The George Institute for Global Health, Faculty of Medicine, University of New South Wales, Sydney, Australia.
Friedman School of Nutrition Science & Policy, Tufts University, Boston, MA, USA.
Nat Rev Cardiol. 2019 Oct;16(10):581-601. doi: 10.1038/s41569-019-0206-1.
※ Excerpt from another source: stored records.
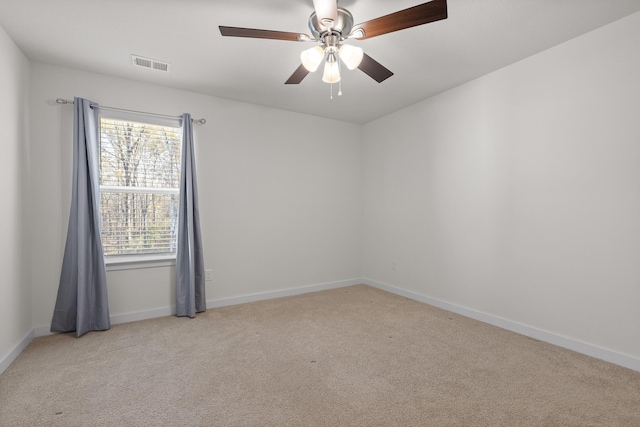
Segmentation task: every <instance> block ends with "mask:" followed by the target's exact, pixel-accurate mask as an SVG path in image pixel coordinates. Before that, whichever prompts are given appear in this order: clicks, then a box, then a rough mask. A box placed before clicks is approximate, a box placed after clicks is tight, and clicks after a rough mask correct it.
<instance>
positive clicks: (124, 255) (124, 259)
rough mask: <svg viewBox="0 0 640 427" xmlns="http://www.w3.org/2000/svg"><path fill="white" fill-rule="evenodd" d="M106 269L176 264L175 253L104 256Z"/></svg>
mask: <svg viewBox="0 0 640 427" xmlns="http://www.w3.org/2000/svg"><path fill="white" fill-rule="evenodd" d="M104 262H105V265H106V268H107V271H112V270H133V269H136V268H155V267H167V266H171V265H176V254H151V255H121V256H105V257H104Z"/></svg>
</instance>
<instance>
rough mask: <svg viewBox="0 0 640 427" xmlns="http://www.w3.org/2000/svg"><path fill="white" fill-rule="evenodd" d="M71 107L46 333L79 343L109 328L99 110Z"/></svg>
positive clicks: (78, 98)
mask: <svg viewBox="0 0 640 427" xmlns="http://www.w3.org/2000/svg"><path fill="white" fill-rule="evenodd" d="M92 106H93V107H96V108H92ZM74 107H75V113H74V118H73V182H72V189H71V191H72V193H71V211H70V213H69V228H68V230H67V242H66V245H65V248H64V258H63V261H62V272H61V273H60V285H59V287H58V297H57V299H56V306H55V310H54V312H53V319H52V320H51V332H72V331H75V332H76V336H77V337H79V336H82V335H84V334H85V333H87V332H89V331H103V330H105V329H109V328H110V327H111V322H110V320H109V305H108V301H107V274H106V270H105V265H104V256H103V251H102V239H101V237H100V201H99V198H100V187H99V170H98V159H99V157H100V153H99V150H100V146H99V137H98V109H97V104H95V103H92V102H91V101H88V100H86V99H82V98H75V99H74Z"/></svg>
The effect of dietary fats on cardiometabolic diseases, including cardiovascular diseases and type 2 diabetes mellitus, has generated tremendous interest. Many earlier investigations focused on total fat and conventional fat classes (such as saturated and unsaturated fats) and their influence on a limited number of risk factors. However, dietary fats comprise heterogeneous molecules with diverse structures, and growing research in the past two decades supports correspondingly complex health effects of individual dietary fats. Moreover, health effects of dietary fats might be modified by additional factors, such as accompanying nutrients and food-processing methods, emphasizing the importance of the food sources. Accordingly, the rapidly increasing scientific findings on dietary fats and cardiometabolic diseases have generated debate among scientists, caused confusion for the general public and present challenges for translation into dietary advice and policies. This Review summarizes the evidence on the effects of different dietary fats and their food sources on cell function and on risk factors and clinical events of cardiometabolic diseases. The aim is not to provide an exhaustive review but rather to focus on the most important evidence from randomized controlled trials and prospective cohort studies and to highlight current areas of controversy and the most relevant future research directions for understanding how to improve the prevention and management of cardiometabolic diseases through optimization of dietary fat intake.
膳食脂肪对心血管疾病和 2 型糖尿病等代谢性心血管疾病的影响引起了极大的关注。许多早期的研究集中在总脂肪和传统脂肪类别(如饱和脂肪和不饱和脂肪)及其对有限数量的风险因素的影响上。然而,膳食脂肪由具有不同结构的异质分子组成,过去二十年的研究表明,不同的膳食脂肪对健康有相应复杂的影响。此外,膳食脂肪的健康影响可能会受到其他因素的影响,如伴随的营养素和食品加工方法,这强调了食物来源的重要性。因此,关于膳食脂肪和代谢性心血管疾病的快速增加的科学发现引起了科学家之间的争论,也给公众造成了困惑,并对将其转化为饮食建议和政策提出了挑战。这篇综述总结了不同膳食脂肪及其食物来源对细胞功能以及代谢性心血管疾病的风险因素和临床事件的影响的证据。本综述的目的不是提供详尽的综述,而是重点关注随机对照试验和前瞻性队列研究中最重要的证据,并强调目前存在争议的领域和最相关的未来研究方向,以了解如何通过优化膳食脂肪摄入来改善代谢性心血管疾病的预防和管理。